Including the game in which he was injured, a 3-1 road win against the Phoenix Coyotes, the Ducks are 3-0 without Getzlaf. Corey Perry has maintained his All-Star caliber season without his usual center, notching a goal and two assists in the last three games, and may need to keep up his point-per-game pace. Bobby Ryan’s switch to center could last the duration of Getzlaf’s injury and new acquisition Maxim Lapierre will be leaned on to provide depth down the middle.

The Ducks host the Nashville Predators at 7 p.m. tonight.

Sexton up, Lapierre receives his passport, etc.

Updating an earlier item, the Ducks officially announced that Dan Sexton has been recalled from AHL affiliate Syracuse. Sexton hasn’t been with the Ducks since Dec. 18. In the meantime, he’s scored four goals and nine points in eight AHL games.
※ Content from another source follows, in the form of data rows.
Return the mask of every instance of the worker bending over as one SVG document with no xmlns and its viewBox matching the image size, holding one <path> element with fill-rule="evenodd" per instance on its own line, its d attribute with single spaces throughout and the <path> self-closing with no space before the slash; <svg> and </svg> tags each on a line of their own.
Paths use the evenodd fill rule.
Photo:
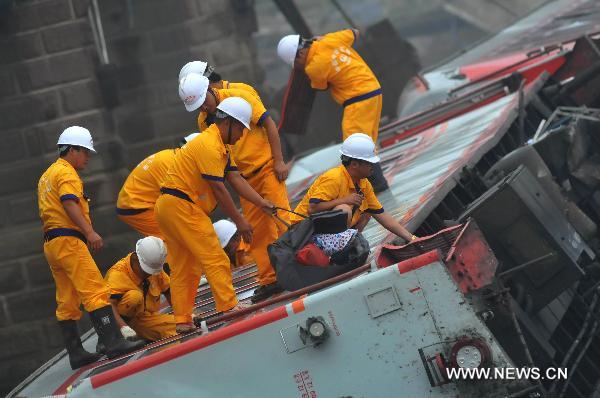
<svg viewBox="0 0 600 398">
<path fill-rule="evenodd" d="M 357 29 L 345 29 L 314 39 L 284 36 L 277 54 L 288 65 L 303 70 L 312 88 L 327 90 L 344 108 L 342 140 L 354 133 L 366 133 L 377 142 L 383 99 L 381 85 L 371 68 L 352 48 Z M 369 180 L 375 192 L 388 189 L 381 166 L 373 166 Z"/>
<path fill-rule="evenodd" d="M 203 102 L 186 106 L 189 112 L 198 108 L 202 111 L 198 118 L 200 130 L 210 125 L 211 120 L 208 117 L 214 117 L 218 105 L 225 99 L 241 97 L 251 103 L 250 131 L 232 146 L 232 157 L 235 159 L 241 175 L 256 192 L 275 206 L 289 209 L 287 188 L 284 182 L 288 175 L 288 166 L 283 161 L 279 132 L 258 95 L 242 89 L 209 87 L 208 80 L 204 80 L 204 83 L 200 84 L 202 82 L 200 78 L 201 76 L 198 74 L 190 73 L 180 81 L 182 99 L 187 96 L 205 98 Z M 271 265 L 267 246 L 277 240 L 286 228 L 270 214 L 265 214 L 245 198 L 240 198 L 240 203 L 244 217 L 248 219 L 255 232 L 250 251 L 256 261 L 260 285 L 252 296 L 252 302 L 256 303 L 282 291 L 277 284 L 277 276 Z M 288 220 L 287 212 L 281 216 L 286 221 Z"/>
<path fill-rule="evenodd" d="M 159 311 L 161 295 L 171 304 L 170 280 L 163 271 L 166 258 L 163 241 L 147 236 L 104 277 L 121 334 L 128 340 L 156 341 L 177 334 L 173 315 Z"/>
<path fill-rule="evenodd" d="M 200 80 L 207 79 L 194 75 Z M 188 76 L 189 78 L 189 76 Z M 186 78 L 187 79 L 187 78 Z M 185 79 L 184 79 L 185 80 Z M 180 89 L 181 95 L 181 89 Z M 184 96 L 186 107 L 199 106 L 204 97 Z M 252 106 L 242 98 L 222 101 L 215 123 L 175 155 L 156 201 L 156 219 L 172 254 L 171 301 L 178 333 L 191 332 L 194 297 L 202 272 L 211 287 L 217 311 L 243 308 L 231 280 L 229 259 L 221 248 L 209 214 L 218 205 L 252 241 L 252 227 L 237 211 L 224 181 L 238 194 L 270 213 L 273 205 L 257 194 L 237 173 L 226 145 L 235 144 L 250 126 Z"/>
<path fill-rule="evenodd" d="M 250 245 L 242 240 L 234 223 L 229 220 L 219 220 L 213 223 L 213 227 L 223 251 L 229 257 L 232 268 L 238 268 L 254 262 L 250 255 Z"/>
<path fill-rule="evenodd" d="M 181 145 L 187 144 L 198 134 L 185 136 Z M 178 150 L 179 148 L 165 149 L 142 160 L 129 173 L 119 191 L 117 199 L 119 220 L 144 236 L 162 238 L 154 216 L 154 205 L 160 196 L 160 184 L 173 164 Z"/>
<path fill-rule="evenodd" d="M 81 345 L 76 321 L 80 305 L 90 314 L 98 343 L 109 358 L 133 351 L 143 342 L 123 339 L 102 279 L 89 249 L 99 250 L 102 237 L 94 231 L 87 196 L 77 174 L 96 152 L 92 135 L 79 126 L 65 129 L 58 138 L 59 158 L 38 182 L 38 207 L 44 228 L 44 255 L 56 283 L 56 319 L 72 369 L 95 362 L 101 354 Z M 89 249 L 88 249 L 89 248 Z"/>
<path fill-rule="evenodd" d="M 367 180 L 374 165 L 379 162 L 371 137 L 362 133 L 352 134 L 344 140 L 340 153 L 342 164 L 320 175 L 294 211 L 310 215 L 341 209 L 348 214 L 348 228 L 358 231 L 365 227 L 372 216 L 385 229 L 406 241 L 416 239 L 384 211 Z M 302 220 L 295 214 L 290 219 L 294 224 Z"/>
</svg>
Sexton and center Maxim Lapierre might both play their first NHL games of 2011, after Lapierre received his American work visa and became eligible to play tomorrow night against Nashville.

The team is still awaiting word on Ryan Getzlaf to determine an exact timetable for his recovery from multiple nasal sinus fractures. Count on him missing a third game since he suffered the injury a week ago in Glendale.

Randy Carlyle told reporters after Tuesday’s practice that Jason Blake (shoulder) is a possibility to play tomorrow. If he can go, the Ducks have plenty of options at forward.

Ducks 2, Chicago 1.

Jonas Hiller admitted to getting a little lucky at the end.

“Oh yeah, definitely,” Hiller said after a memorable 39-save performance, including a perfect 19-save third period.

Jack Skille and Viktor Stalberg did their best to thwart perfection, but were both victims of a great Honda Center Heist – Skille’s shot from a few feet out was gloved down at the goal line (it went to video review in Toronto; judge for yourself here), and Stalberg’s shot deflected off Hiller’s glove and over the net.

That was as close as Chicago came to tying the game after early goals by Andreas Lilja (his first as a Duck) and Corey Perry stood. That is, unless you consider the scary moment in the second period when Andy Sutton’s stick accidentally got through the goalie’s mask and clipped his eyebrow. “I’m glad nothing happened,” Hiller said in the understatement of the evening.